The law is going to reflect already existing biases in the judicial system and will end up imprisoning more people, and even innocent people are going to lose their jobs or homes just because they were stuck in jail, she said.


Who Bails the Bail Agents?


“They wrote SB 10 because they feel that the bail system is unfair to poor people and I completely agree, I understand. But the way it is right now, there’s no discerning who’s getting released and who doesn’t. So for example, somebody that gets arrested, say it’s even mistaken identity — that happens a lot...they have to spend three days in jail before going to court,” said Daniel Valdez, who has been a bail agent for around four years.

Currently, he works at Answers Bail Bonds, a few hundred yards from the offices of Clay Potter. Some months ago, he became one among several thousand signatories to a petition that aims to stop the bill.

“We’re collecting signatures to put it on the 2020 ballot...to let the people decide if they want to keep it [the bail system] or not,” he said.

The campaign, led by the California Bail Agents Association and the American Bail Coalition has to put a referendum in the polls in 2020. Jeff Clayton, the president of the American Bail Coalition said that they managed to get 577,000 signatures, meaning that the law will not come into effect before 2020.
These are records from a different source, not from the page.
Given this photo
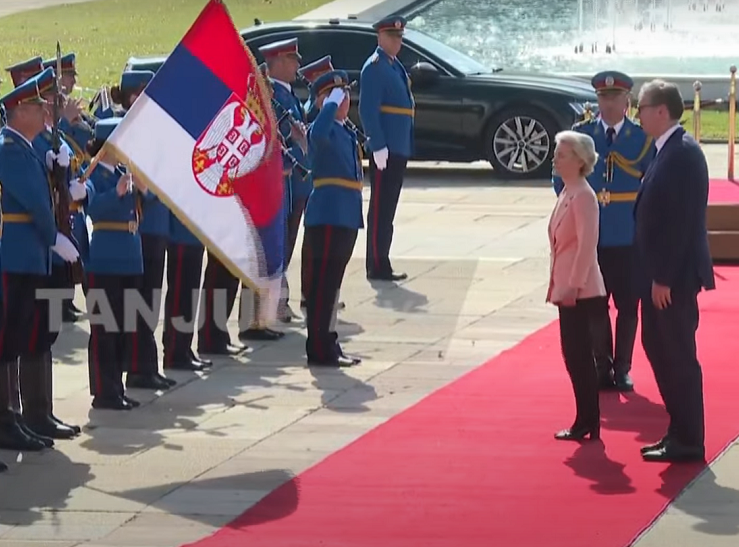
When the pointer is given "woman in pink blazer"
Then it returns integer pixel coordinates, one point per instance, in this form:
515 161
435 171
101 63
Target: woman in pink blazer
575 282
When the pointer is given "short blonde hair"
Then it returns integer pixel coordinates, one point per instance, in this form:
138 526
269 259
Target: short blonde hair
582 146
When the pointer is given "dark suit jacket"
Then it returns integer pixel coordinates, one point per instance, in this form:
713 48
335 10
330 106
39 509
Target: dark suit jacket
670 212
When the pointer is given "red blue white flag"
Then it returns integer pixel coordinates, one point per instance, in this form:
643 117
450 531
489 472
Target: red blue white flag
204 137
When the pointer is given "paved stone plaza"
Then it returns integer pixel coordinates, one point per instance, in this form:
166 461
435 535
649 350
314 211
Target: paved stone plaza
192 459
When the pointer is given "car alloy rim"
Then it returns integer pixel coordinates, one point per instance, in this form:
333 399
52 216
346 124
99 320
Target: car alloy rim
521 144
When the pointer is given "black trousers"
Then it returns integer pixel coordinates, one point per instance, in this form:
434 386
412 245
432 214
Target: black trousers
384 195
330 248
575 339
22 333
184 271
668 337
144 353
109 348
292 227
617 267
218 298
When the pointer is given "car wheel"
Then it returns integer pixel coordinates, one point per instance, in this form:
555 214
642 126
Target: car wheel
519 144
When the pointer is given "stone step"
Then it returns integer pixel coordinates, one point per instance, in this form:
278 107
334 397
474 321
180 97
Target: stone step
724 245
723 217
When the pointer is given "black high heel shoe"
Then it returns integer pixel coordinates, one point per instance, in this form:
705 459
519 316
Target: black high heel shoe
579 433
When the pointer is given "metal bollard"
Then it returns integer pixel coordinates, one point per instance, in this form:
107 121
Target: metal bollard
732 122
697 111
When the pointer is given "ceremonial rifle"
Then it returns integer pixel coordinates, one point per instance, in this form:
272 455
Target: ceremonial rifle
284 114
60 184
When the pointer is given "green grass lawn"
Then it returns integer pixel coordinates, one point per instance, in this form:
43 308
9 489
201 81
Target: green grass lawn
105 33
714 124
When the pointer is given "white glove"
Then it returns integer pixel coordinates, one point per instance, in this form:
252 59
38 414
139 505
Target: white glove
65 248
77 190
63 159
336 96
380 158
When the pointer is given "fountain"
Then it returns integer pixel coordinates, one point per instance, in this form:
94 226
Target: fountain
679 40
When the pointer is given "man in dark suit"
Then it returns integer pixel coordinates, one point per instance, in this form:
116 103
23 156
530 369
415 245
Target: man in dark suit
672 242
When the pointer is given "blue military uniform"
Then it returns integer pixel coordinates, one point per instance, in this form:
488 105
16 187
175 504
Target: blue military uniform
624 153
309 73
133 82
78 131
114 269
333 217
297 184
29 232
21 72
387 109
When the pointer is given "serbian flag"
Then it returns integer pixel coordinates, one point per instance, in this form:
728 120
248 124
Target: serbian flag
204 138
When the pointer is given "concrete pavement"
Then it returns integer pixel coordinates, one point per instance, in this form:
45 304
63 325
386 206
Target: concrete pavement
192 459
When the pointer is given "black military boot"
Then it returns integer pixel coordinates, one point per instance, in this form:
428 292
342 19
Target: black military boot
37 395
12 436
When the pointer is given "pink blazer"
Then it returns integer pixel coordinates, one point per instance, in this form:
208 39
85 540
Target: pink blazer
573 242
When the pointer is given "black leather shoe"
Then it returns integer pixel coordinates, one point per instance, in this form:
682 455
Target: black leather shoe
77 429
132 402
392 276
146 381
264 335
111 403
46 427
578 433
199 360
652 447
623 382
12 437
187 365
228 350
48 441
163 378
340 361
671 452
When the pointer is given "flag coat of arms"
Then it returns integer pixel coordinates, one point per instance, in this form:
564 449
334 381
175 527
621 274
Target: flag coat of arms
204 137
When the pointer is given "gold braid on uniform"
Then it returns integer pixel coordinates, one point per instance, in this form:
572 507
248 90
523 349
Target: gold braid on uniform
617 159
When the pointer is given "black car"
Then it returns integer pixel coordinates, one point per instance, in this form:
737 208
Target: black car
464 110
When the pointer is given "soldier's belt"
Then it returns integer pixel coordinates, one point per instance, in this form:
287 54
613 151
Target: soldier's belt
17 218
344 183
605 197
131 227
387 109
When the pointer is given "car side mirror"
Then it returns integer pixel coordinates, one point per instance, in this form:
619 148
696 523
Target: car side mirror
423 73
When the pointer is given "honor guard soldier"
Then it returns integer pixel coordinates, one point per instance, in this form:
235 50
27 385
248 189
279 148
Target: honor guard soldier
220 288
26 70
184 273
624 153
77 129
72 159
283 62
309 73
387 108
143 372
114 270
36 364
133 83
29 235
333 216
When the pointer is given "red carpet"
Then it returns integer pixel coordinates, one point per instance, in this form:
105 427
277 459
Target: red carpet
475 465
723 191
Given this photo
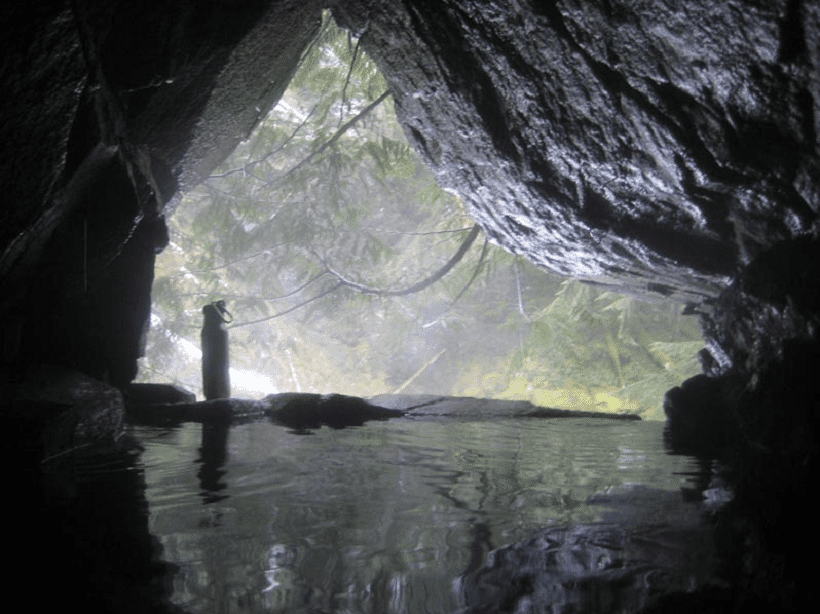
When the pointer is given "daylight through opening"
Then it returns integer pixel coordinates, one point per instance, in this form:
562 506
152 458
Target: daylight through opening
348 269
Despite reservations against the law, civil liberties organizations like the ACLU are not supporting the petition. The ACLU welcomes the end of commercial bail and will work to make the new system fairer and more just, Farris said.

Both Clayton, and Gloria Mitchell are confident that voters will cast their ballots in favor of keeping the present system in place. Potter however is more skeptical.

The industry is misrepresented and it is vital that the people understand it and also realize what will happen if the bail system is abolished, he said.

“I think if they really understand what it means if they don’t [vote to keep the bail industry] then they’ll definitely vote,” said Potter. Abolishing the bail system will mean that more people will be imprisoned and the government will also have to pursue those who skip trial, costing taxpayers millions of dollars, he said.

Clayton said that the bail industry will be working to change public perception of them and added that according to early data that the coalition had collected, the public is hugely supportive so far.

“A lot of people will vote against everything. There’s a built-in five-ish to ten-ish point advantage by, you know, being on the “no’ side,” he laughed.

The effects of the passage of the bill are however already being felt. Potter, for instance, said he decided to downsize his staff, based in part on the chance that the industry is nearing the end.

“We’re all pretty capable, bail agents. So we can all, you know, find other jobs,” said Valdez. Yet he does not know what he will do if the law takes effect.

“I just think that it’s going to affect me but you know, I’ve been working hard all my life. So I’ll manage and I’ll be okay,” Potter said. Potter thinks that his interest in design will enable him to switch to the art industry if the bail system is abolished. He is also planning to open a clothing company.

The bail industry has been Potter’s life and if it shuts down, it would be difficult for him to adjust to a new one, he said. Like him, the 3,000 bail agents in California are pinning their hopes on the referendum. They hope that the people will vote in 2020 to keep the bail system in place.

“It is absolutely important. That’s really the only chance we have to stay in business,” said Potter.